Hi,
I am working on 2.0.2-alpha version of Hadoop. I am currently writing my key
value pairs on HDFS in a sequence file. I regularly flush my data using hsync()
because the process that is writing to the file can terminate abruptly. My
requirement is that once my hsync() is successful, my data that was written
before hsync() should still be available.
To ensure this, I carried out a test that killed the process (that was writing
to a SequenceFile) after this process did a hsync(). Now when I read the data
using "hadoop fs -cat" command, I can see the data. But the size of file is 0.
Also, SequenceFile.Reader.next(key, value) returns me false. I read somewhere
that since file was not closed properly its size was not updated with the
namenode and because of the same reason next() returns false.
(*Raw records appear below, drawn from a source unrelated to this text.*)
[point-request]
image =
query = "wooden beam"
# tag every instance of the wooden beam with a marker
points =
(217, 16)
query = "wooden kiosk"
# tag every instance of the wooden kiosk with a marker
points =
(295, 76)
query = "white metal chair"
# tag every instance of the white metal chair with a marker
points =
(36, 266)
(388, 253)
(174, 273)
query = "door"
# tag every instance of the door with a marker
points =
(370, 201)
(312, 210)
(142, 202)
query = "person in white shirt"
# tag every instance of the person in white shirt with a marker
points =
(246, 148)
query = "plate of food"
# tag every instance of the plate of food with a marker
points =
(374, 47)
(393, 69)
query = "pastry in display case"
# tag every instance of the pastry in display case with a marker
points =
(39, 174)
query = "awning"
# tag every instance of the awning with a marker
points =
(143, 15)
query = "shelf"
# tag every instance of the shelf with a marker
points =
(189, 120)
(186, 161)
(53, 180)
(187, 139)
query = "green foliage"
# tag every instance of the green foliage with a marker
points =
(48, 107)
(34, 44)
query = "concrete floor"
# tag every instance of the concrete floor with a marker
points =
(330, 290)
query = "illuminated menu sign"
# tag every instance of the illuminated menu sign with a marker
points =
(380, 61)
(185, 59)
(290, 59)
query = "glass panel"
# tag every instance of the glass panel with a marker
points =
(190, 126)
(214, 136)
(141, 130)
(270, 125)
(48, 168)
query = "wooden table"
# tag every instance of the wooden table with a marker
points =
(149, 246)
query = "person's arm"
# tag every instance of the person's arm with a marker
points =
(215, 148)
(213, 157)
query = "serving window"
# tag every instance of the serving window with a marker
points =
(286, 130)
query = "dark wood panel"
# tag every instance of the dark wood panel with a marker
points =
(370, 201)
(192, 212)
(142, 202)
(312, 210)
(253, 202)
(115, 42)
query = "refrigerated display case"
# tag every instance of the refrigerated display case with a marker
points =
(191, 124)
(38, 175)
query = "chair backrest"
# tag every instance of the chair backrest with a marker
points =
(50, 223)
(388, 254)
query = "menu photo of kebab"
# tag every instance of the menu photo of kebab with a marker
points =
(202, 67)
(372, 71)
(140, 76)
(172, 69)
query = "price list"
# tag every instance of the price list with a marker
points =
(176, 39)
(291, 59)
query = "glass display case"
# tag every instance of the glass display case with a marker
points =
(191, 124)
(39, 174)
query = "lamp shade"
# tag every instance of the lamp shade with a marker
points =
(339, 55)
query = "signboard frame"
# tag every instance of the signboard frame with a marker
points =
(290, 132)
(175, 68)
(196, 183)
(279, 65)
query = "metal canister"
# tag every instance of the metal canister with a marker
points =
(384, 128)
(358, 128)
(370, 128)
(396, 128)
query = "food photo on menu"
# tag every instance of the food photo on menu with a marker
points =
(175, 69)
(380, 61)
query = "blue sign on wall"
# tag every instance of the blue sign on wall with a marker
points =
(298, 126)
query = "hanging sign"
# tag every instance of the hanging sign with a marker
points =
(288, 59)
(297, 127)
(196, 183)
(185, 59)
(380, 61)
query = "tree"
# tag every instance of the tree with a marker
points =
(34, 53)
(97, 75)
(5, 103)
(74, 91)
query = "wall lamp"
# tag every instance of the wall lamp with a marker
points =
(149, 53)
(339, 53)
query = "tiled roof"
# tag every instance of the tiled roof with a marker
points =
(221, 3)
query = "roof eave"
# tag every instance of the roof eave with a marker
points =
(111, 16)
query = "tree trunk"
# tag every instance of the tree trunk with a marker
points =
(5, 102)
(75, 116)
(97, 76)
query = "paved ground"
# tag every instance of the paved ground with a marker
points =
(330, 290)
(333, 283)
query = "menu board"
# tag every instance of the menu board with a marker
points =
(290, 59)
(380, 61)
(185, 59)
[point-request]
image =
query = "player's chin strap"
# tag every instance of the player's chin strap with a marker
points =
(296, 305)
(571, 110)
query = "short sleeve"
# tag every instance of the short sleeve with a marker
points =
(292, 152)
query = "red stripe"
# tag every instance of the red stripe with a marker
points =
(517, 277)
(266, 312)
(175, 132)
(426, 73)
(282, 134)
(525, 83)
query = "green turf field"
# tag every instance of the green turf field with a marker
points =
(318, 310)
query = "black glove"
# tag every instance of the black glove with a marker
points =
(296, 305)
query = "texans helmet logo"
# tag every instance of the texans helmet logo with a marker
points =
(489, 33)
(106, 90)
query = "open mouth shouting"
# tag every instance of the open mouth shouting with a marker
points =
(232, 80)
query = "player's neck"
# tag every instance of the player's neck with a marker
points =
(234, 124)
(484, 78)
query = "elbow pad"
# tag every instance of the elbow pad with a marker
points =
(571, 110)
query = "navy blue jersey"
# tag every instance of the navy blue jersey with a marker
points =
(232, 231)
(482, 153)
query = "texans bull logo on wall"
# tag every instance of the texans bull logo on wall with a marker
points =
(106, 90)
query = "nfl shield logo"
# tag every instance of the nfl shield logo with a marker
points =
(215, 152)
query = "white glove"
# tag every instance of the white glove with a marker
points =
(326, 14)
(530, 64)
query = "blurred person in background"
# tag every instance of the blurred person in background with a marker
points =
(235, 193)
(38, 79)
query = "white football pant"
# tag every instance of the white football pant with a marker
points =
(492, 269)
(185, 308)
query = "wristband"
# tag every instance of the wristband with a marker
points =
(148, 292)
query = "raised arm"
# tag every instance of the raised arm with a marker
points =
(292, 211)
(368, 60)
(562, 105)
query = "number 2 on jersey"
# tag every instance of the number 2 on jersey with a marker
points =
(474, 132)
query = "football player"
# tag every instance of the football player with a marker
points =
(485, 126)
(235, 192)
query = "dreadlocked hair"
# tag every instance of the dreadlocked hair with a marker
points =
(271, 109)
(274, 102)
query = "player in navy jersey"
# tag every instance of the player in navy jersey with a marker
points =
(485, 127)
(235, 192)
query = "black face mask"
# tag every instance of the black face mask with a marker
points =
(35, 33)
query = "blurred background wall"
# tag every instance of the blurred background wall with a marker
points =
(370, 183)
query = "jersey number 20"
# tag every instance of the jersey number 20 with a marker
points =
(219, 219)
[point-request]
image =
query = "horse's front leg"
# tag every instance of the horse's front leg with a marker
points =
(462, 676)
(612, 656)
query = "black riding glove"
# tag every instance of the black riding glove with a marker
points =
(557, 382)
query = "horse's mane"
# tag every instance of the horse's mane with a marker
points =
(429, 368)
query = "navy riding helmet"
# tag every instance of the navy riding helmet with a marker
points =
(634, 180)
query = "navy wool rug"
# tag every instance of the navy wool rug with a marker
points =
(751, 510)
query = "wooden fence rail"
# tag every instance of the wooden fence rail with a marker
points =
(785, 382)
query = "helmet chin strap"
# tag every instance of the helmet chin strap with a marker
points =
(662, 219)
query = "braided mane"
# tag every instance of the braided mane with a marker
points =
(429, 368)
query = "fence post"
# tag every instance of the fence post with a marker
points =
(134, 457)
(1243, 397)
To fix this and to enable reading of file using SequenceFile APIs, I opened the
file stream in append mode and then I closed it immediately. This fixed the
size of the file. While doing this, I retry if I receive RecoveryInProgress or
AlreadyBeingCreated exception. Now, I can successfully read data using
SequenceFile.Reader. Following is the code that I am using.
*** WRITE THREAD ***
writer = SequenceFile.createWriter(fs, conf, path, value.getClass(),
value.getClass(), CompressionType.NONE);
writer.append(new Text("India"), new Text("Delhi"));
writer.append(new Text("China"), new Text("Beijing"));
writer.hsync();
// BOOM, FAILURE, PROCESS TERMINATED
*** I expect that India and China Should be available but next returns false***
*** Code to fix the file size ****
while (true) {
try {
FileSystem fs = FileSystem.get(namenodeURI, conf);
Path path = new Path( uri);
FSDataOutputStream open = fs.append(path);
fs.close();
break;
} catch (Recovery In Progress Exception) {
} catch (Already Being Created Exception) {
} catch (Exception) {
break;
}
}
Would it be possible for you to let me know if this approach has any
shortcomings or if there are any other better alternatives available?
Thanks,
Hemant Bhanawat